Now, SEAS researchers have pushed that technology further – developing a zero-index waveguide compatible with current silicon photonic technologies. In doing so, the team observed a physical phenomenon that is usually unobservable — a standing wave of light.
The research is published in ACS Photonics. The Harvard Office of Technology Development has filed a patent application and is exploring commercialization opportunities.
When a wavelength of light moves through a material, its crests and troughs get condensed or stretched, depending on the properties of the material. How much the crests of a light wave are condensed is expressed as a ratio called the refractive index — the higher the index, the more squished the wavelength.
When the refractive index is reduced to zero the light no longer behaves as a moving wave, traveling through space in a series of crests and troughs, otherwise known as phases. Instead, the wave is stretched infinitely long, creating a constant phase. The phase oscillates only as a variable of time, not space.
This is exciting for integrated photonics because most optical devices use interactions between two or more waves, which need to propagate in sync as they move through the circuit. If the wavelength is infinitely long, matching the phase of the wavelengths of light isn’t an issue, since the optical fields are the same everywhere.
But after the initial 2015 breakthrough, the research team ran into a catch-22. Because the team used prisms to test whether light on the chip was indeed infinitely stretched, all of the devices were built in the shape of a prism. But prisms aren’t particularly useful shapes for integrated circuits. The team wanted to develop a device that could plug directly into existing photonic circuits and for that, the most useful shape is a straight wire or waveguide.

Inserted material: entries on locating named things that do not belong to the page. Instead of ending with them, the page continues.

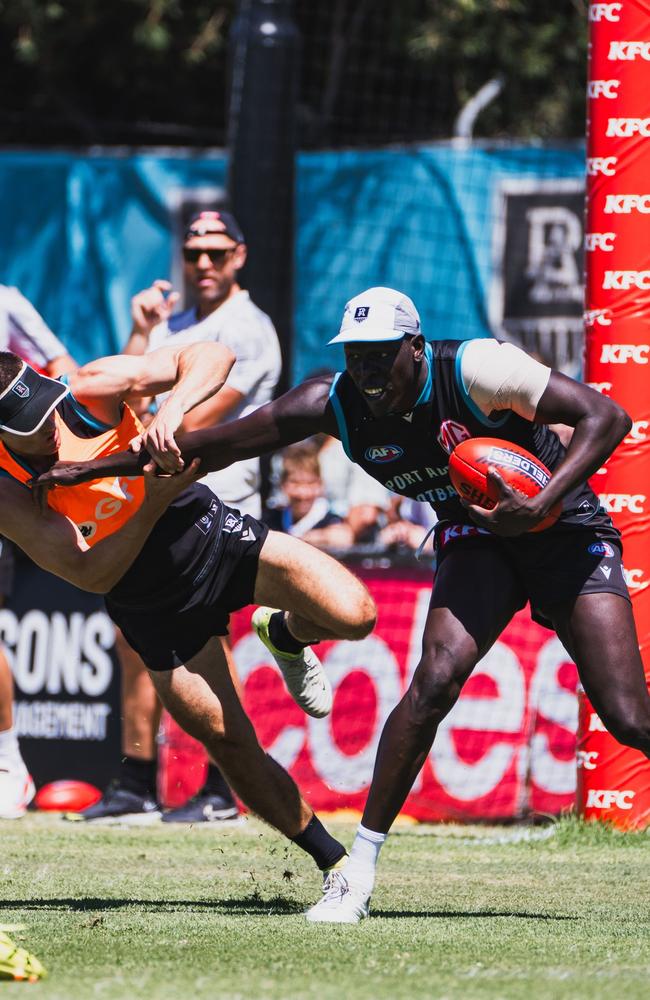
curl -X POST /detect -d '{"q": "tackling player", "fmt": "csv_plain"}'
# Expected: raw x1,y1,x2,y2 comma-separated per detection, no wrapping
0,343,375,888
31,288,650,923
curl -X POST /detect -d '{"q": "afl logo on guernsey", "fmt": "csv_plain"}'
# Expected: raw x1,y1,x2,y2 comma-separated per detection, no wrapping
587,542,616,559
363,444,404,465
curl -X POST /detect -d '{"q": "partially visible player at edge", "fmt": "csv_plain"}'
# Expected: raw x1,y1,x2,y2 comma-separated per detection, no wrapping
36,288,650,923
0,343,375,892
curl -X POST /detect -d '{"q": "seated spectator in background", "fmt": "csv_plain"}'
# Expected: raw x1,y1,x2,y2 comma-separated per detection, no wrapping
379,497,438,558
264,441,353,549
315,434,391,545
269,367,391,545
0,285,77,819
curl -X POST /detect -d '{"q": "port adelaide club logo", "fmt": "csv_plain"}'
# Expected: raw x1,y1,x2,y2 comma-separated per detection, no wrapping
363,444,404,465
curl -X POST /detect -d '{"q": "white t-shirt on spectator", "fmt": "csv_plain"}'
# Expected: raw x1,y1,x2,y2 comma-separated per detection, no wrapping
0,285,67,369
149,291,282,517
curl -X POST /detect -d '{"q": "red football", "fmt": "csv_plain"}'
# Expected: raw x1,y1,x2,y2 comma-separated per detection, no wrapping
34,778,102,812
449,438,562,531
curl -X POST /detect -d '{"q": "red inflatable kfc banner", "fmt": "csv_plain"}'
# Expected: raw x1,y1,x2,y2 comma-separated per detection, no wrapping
578,0,650,827
159,569,577,820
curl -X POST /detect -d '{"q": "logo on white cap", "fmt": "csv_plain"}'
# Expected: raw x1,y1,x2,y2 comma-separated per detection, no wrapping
11,381,29,399
330,288,420,344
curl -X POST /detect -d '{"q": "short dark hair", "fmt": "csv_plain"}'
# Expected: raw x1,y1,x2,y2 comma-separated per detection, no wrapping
0,351,23,392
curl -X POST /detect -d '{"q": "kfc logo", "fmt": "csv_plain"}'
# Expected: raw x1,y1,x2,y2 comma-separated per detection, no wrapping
598,493,646,514
602,271,650,292
607,42,650,62
587,156,618,177
587,382,612,396
587,788,636,809
605,118,650,139
603,194,650,215
583,309,612,326
585,233,616,253
623,567,648,590
600,344,650,365
589,3,623,22
587,80,621,101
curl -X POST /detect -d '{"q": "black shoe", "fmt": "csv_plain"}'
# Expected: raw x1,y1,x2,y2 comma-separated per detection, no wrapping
79,781,161,826
162,790,239,823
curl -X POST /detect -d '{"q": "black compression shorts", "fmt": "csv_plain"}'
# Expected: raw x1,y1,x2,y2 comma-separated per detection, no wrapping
106,507,268,670
436,521,630,629
0,535,16,602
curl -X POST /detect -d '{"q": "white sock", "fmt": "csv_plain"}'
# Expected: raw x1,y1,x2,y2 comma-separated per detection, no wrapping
345,823,388,896
0,726,22,764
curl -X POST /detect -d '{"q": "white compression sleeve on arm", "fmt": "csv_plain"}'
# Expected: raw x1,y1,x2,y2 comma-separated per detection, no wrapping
461,337,551,420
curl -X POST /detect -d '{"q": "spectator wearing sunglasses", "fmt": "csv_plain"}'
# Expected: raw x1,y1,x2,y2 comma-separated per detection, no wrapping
89,211,281,825
125,212,281,517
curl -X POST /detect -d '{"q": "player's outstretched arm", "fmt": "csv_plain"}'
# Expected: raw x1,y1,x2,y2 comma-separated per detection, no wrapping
30,378,337,499
5,460,200,594
464,371,632,535
535,372,632,514
69,341,235,473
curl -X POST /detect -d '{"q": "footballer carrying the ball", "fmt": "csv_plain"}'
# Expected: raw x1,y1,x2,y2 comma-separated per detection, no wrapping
40,288,650,923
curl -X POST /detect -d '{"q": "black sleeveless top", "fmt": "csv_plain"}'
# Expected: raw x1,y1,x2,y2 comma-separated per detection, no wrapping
329,340,611,530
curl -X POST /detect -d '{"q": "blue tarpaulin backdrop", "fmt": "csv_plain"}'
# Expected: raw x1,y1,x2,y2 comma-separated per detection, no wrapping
0,145,584,382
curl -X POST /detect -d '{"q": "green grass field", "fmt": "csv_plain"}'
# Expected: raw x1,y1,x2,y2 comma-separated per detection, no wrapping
0,815,650,1000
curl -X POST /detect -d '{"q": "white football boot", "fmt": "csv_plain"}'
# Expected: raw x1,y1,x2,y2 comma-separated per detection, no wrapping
251,608,332,719
0,757,36,819
305,868,370,924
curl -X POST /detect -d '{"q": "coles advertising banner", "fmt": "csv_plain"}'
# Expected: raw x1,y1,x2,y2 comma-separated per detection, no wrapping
161,567,578,820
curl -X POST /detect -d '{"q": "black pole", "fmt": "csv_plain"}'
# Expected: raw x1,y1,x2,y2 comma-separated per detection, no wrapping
228,0,299,390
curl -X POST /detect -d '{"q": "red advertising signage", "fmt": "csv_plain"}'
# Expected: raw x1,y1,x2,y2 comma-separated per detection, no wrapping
160,569,578,820
578,0,650,827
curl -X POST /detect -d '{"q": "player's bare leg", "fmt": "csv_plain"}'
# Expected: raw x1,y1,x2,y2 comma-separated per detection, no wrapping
307,542,525,923
252,531,376,719
0,646,35,819
255,531,377,642
553,594,650,757
151,638,345,869
115,629,160,761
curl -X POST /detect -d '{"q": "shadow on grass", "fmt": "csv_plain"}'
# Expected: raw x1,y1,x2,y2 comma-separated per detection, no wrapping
0,894,580,921
0,895,304,916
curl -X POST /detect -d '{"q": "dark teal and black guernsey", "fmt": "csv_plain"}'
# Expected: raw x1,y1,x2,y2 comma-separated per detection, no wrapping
329,340,611,530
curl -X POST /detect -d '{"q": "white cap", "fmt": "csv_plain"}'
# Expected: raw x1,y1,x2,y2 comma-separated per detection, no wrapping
330,288,420,344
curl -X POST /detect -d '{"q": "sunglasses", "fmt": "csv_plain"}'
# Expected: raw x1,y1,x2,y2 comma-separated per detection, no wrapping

The researchers — led by Eric Mazur, the Balkanski Professor of Physics — built a waveguide but, without the help of a prism, had no easy way to prove if it had a refractive index of zero.
Then, postdoctoral fellows Orad Reshef and Philip Camayd-Muñoz had an idea.
Usually, a wavelength of light is too small and oscillates too quickly to measure anything but an average. The only way to actually see a wavelength is to combine two waves to create interference.
Imagine strings on a guitar, pinned on either side. When a string is plucked, the wave travels through the string, hits the pin on the other side and gets reflected back — creating two waves moving in opposite directions with the same frequency. This kind of interference is called a standing wave.
Reshef and Camayd-Muñoz applied the same idea to the light in the waveguide. They “pinned-down” the light by shining beams in opposite directions through the device to create a standing wave. The individual waves were still oscillating quickly but they were oscillating at the same frequency in opposite directions, meaning at certain points they canceled each other out and other points they added together, creating an all light or all dark pattern. And, because of the zero-index material, the team was able to stretch the wavelength large enough to see.
This may be the first time a standing wave with infinitely-long wavelengths has ever been seen.
“We were able to observe a breath-taking demonstration of an index of zero,” said Reshef, who recently accepted a position at the University of Ottawa. “By propagating through a medium with such a low index, these wave features, which in light are typically too small to detect directly, are expanded so you can see them with an ordinary microscope.”
“This adds an important tool to the silicon photonics toolbox,” said Camayd-Muñoz. “There’s exotic physics in the zero-index regime, and now we’re bringing that to integrated photonics. That’s an important step, because it means we can plug directly into conventional optical devices, and find real uses for zero-index phenomena. In the future, quantum computers may be based on networks of excited atoms that communicate via photons. The interaction range of the atoms is roughly equal to the wavelength of light. By making the wavelength large, we can enable long-range interactions to scale up quantum devices.”